上司「今日は君のキャリア・プランについて話をしてみよう。
   どう考えているかのを本音で言ってほしい」
部下「分かりました。
   これって、キャリア面接ということですね。
   実はまだあまり考えていないんですよ」
上司「なんだ、そうか、じゃぁしょうが無いな。
   では、私が考えていることを伝えよう。
   まず君の能力を棚卸ししてみよう・(略)・ということなんだ。
   だから君は今後・(略)・とやっていくのがいいと思う」
部下「ありがとうございます。とても参考になりました」
上司「そうか、じゃぁこれからも頑張ってくれたまえ」
部下「はい、頑張ります」

 なんとなく、うまく話が展開していて、上司は自分のいいたいことをきちんと伝えているし、部下もそうだと思って納得しているのだから良いではないか−と思いますか?

 そう、そうともとれますが、多くの場合、部下の内心は以下のようなものだと思います。<>の中が本音。

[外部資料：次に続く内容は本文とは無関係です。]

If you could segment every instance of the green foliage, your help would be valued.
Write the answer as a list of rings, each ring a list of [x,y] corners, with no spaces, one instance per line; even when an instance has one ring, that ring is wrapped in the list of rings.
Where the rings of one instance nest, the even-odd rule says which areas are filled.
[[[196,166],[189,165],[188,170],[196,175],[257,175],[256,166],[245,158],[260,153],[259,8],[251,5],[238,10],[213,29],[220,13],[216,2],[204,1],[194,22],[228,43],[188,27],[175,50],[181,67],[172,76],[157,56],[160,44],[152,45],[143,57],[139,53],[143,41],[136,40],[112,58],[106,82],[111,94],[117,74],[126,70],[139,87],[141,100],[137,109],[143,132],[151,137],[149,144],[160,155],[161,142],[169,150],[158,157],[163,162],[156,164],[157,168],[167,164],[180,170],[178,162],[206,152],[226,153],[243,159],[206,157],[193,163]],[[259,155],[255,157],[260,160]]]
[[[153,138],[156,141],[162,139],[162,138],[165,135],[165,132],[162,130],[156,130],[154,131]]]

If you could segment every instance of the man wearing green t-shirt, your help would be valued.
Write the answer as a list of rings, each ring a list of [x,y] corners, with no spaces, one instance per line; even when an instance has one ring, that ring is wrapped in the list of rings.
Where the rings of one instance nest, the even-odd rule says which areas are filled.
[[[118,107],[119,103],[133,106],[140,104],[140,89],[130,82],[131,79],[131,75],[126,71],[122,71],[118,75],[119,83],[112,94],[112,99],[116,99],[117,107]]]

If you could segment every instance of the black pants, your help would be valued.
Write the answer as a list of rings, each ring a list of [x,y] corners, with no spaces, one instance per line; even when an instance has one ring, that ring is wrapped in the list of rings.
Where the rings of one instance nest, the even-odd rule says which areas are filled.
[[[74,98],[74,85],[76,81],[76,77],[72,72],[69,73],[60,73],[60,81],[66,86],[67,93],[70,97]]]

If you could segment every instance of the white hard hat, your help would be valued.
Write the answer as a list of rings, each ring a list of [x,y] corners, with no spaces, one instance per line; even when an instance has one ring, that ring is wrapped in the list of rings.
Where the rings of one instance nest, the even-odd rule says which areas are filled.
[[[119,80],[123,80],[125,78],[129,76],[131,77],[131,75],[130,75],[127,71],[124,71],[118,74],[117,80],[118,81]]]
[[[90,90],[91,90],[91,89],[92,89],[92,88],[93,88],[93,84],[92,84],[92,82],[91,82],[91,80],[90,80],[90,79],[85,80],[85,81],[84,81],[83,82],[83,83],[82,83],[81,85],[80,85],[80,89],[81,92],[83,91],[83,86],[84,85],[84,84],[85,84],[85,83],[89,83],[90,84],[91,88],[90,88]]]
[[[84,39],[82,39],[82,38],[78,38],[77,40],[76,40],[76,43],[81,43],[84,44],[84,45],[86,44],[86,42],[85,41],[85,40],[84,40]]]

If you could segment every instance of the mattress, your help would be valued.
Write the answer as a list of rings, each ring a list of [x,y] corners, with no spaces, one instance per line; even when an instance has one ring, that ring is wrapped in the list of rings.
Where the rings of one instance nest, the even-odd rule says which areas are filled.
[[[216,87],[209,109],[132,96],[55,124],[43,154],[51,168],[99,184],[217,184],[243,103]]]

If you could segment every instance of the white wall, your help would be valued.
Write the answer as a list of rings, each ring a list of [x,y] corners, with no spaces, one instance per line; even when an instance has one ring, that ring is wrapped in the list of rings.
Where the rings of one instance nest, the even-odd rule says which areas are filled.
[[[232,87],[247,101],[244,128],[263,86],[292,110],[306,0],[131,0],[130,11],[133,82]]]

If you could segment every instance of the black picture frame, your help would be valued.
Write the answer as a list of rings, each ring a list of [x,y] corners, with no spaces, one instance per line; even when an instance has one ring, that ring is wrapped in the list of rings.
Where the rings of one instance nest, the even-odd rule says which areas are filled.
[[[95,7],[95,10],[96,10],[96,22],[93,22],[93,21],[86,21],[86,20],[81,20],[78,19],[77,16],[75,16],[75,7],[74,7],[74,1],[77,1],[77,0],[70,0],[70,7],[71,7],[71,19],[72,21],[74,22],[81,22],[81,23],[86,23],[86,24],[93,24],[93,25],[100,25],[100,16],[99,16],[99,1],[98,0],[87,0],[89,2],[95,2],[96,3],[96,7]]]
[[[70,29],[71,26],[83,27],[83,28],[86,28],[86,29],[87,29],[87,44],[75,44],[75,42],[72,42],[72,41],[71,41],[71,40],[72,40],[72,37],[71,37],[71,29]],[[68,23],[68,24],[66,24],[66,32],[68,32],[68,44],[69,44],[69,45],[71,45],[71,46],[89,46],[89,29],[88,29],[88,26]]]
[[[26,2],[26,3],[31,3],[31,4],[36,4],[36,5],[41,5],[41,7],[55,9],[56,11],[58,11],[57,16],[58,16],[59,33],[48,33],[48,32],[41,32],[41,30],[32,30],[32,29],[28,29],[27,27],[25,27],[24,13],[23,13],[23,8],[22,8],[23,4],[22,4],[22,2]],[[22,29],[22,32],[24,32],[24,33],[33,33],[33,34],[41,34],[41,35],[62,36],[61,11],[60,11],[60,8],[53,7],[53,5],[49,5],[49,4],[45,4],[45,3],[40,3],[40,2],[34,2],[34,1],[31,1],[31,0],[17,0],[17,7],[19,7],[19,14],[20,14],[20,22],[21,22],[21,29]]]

上司「今日は君のキャリア・プランについて話をしてみよう。
   どう考えているかのを本音で言ってほしい」
部下「分かりました。
   これって、キャリア面接ということですね。
   実はまだあまり考えていないんですよ」
   <いきなり本音を言えっていったって、言えるわけないだろう。
    早く別の部門に移りたいんだよ。でもいったらあんた、きっと爆発するからねぇ。
    そんなリスクのあることできないよ>

上司「なんだ、そうか、じゃぁしょうが無いな。
   では、私が考えていることを伝えよう。
   まず君の能力を棚卸ししてみよう・(略)・ということなんだ。
   だから君は今後・(略)・とやっていくのがいいと思う」

部下「ありがとうございます。とても参考になりました」
   <それはあなたの意見でしょ。だいたいあなたの評価自体があてにならないんだ。
    それに今の評価の延長線上で自分のやりたいことを決めないといけないわけじゃないんでしょ。
    これじゃぁ、偏差値から大学選んでいるのと同じじゃない。
    どうなりたいのかというところから聞いて欲しいよ、まったく。
    そうそう、今後のことだって別にこの部門の管理職になりたいわけじゃないんだよね。
    別の部署も経験してみたいし、もっと専門性を高めていくような方向が好きなんだけどな。
    管理職は遠慮したいんだ。あんた見ているとつくづく思うよ>

上司「そうか、じゃぁこれからも頑張ってくれたまえ」
部下「はい、頑張ります」
   <はいはい。いいなぁ、上司の方がすっきりした顔して。
    話を聞いてあげたのはこっちの方だったのかもしれないな。あぁやってらんねぇ>

 いかがでしょう。
 全てがこうだというつもりはありません。
 でも、そうなっているケースも多いわけで、いくら面接が行われるようになっていても、それを進めていく管理職の面接をするスキルが乏しいと逆効果にさえなるんです。
 多くの会社では面接が上手だから管理職になっているわけではないという当たり前のことを考慮すれば、管理職になる前あたりから、相応のトレーニングは必要ですね。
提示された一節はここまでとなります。